Oui, je suis de ceux-là qu'inspire le Vengeur,
Il m'a marqué le front de sa lèvre irritée,
Sous la pâleur d'Abel, hélas! ensanglantée,
J'ai parfois de Caïn l'implacable rougeur!
Jéhovah! le dernier, vaincu par ton génie,
Qui, du fond des enfers, criait: "O tyrannie!"
C'est mon aïeul Bélus ou mon père Dagon...
Ils m'ont plongé trois fois dans les eaux du *Cocyte,
Et, protégeant tout seul ma mère Amalécyte,
Je ressème à ses pieds les dents du vieux dragon.
***
Delfica
La connais-tu, *Dafné, cette ancienne romance,
Au pied du sycomore, ou sous les lauriers blancs,
Sous l'olivier, le myrte, ou les saules tremblants,
Cette chanson d'amour qui toujours recommence?...

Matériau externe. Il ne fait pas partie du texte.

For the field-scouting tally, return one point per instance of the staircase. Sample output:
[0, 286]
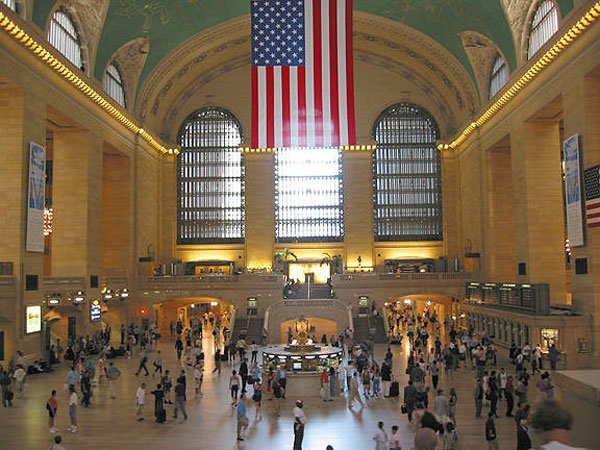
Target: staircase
[250, 328]
[362, 329]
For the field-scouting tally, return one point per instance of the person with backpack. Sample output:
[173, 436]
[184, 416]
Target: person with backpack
[143, 361]
[159, 407]
[52, 408]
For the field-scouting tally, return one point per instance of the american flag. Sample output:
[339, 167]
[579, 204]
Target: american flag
[302, 73]
[592, 196]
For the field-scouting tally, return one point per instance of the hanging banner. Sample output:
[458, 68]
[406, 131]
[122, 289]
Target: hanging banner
[573, 191]
[36, 199]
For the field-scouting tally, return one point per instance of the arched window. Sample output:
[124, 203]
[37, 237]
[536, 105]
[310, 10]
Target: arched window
[63, 35]
[210, 176]
[113, 84]
[499, 75]
[407, 182]
[543, 26]
[10, 3]
[309, 195]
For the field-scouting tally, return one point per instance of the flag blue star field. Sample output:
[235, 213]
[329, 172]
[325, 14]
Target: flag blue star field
[591, 180]
[302, 73]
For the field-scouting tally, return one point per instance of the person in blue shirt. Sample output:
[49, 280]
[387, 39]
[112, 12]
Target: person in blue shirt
[242, 419]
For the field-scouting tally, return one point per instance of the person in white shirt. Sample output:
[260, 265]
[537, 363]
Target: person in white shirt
[380, 438]
[73, 400]
[299, 423]
[395, 439]
[552, 423]
[140, 399]
[19, 377]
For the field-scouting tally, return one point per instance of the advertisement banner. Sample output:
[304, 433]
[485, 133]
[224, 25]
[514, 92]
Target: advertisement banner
[33, 319]
[573, 191]
[36, 198]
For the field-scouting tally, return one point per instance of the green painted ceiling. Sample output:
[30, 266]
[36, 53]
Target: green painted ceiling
[168, 23]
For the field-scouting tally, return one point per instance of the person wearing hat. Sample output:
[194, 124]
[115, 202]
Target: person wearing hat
[299, 423]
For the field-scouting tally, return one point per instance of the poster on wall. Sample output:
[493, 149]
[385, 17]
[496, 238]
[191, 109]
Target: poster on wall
[36, 198]
[573, 191]
[33, 319]
[95, 310]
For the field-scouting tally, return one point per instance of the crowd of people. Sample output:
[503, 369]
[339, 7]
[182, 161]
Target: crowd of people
[431, 409]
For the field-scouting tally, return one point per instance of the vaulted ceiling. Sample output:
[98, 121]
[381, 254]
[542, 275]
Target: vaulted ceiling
[169, 23]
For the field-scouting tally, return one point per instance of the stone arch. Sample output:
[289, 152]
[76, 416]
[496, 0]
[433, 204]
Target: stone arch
[533, 7]
[130, 59]
[182, 81]
[482, 52]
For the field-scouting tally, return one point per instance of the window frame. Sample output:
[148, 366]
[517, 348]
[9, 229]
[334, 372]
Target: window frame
[117, 81]
[395, 205]
[338, 210]
[198, 210]
[496, 73]
[75, 38]
[553, 12]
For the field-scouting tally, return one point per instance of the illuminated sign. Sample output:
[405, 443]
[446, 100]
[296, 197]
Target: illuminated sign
[95, 310]
[33, 319]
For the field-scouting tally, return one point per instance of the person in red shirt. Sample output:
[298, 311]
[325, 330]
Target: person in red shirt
[52, 406]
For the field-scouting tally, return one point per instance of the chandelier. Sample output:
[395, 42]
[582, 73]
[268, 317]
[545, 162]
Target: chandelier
[48, 214]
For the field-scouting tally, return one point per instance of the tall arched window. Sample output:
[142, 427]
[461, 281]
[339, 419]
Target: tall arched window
[543, 26]
[10, 3]
[210, 179]
[113, 84]
[309, 203]
[499, 76]
[407, 176]
[63, 35]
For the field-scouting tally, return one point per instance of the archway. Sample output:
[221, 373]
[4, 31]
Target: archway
[317, 327]
[192, 311]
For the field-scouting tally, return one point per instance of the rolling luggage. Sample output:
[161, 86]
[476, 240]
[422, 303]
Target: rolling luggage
[394, 389]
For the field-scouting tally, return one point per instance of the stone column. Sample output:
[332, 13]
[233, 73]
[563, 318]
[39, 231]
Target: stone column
[260, 203]
[538, 205]
[358, 208]
[22, 121]
[77, 201]
[582, 116]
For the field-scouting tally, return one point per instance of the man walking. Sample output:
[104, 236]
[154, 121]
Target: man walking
[242, 419]
[143, 361]
[180, 399]
[299, 423]
[140, 399]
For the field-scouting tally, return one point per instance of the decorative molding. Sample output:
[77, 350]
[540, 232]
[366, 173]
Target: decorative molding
[481, 52]
[130, 59]
[530, 72]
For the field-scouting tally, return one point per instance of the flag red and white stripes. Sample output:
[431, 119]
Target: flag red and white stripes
[303, 89]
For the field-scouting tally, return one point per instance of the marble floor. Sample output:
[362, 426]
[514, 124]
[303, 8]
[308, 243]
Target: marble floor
[110, 424]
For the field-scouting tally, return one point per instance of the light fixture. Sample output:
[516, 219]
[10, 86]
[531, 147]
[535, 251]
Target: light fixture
[48, 216]
[79, 297]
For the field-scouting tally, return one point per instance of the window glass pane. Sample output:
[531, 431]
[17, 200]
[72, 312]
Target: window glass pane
[210, 179]
[407, 176]
[10, 3]
[543, 26]
[63, 36]
[113, 84]
[308, 195]
[499, 76]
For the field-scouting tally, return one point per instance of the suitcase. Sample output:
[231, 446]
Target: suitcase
[394, 389]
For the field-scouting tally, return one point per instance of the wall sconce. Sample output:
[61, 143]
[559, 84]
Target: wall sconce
[79, 297]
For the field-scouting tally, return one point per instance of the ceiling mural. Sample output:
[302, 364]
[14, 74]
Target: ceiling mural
[169, 23]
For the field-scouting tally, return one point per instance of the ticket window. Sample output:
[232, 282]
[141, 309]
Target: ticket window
[252, 309]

Reconnais-tu le Temple au péristyle immense,
Et les citrons amers où s'imprimaient tes dents,
Et la grotte, fatale aux hôtes imprudents,
Où du dragon vaincu dort l'antique semence?
Ils reviendront, ces Dieux que tu pleures toujours!
Le temps va ramener l'ordre des anciens jours;
La terre a tressailli d'un souffle prophétique...
Cependant la sibylle au visage latin
Est endormie encor sous l'arc de Constantin
- Et rien n'a dérangé le sévère portique.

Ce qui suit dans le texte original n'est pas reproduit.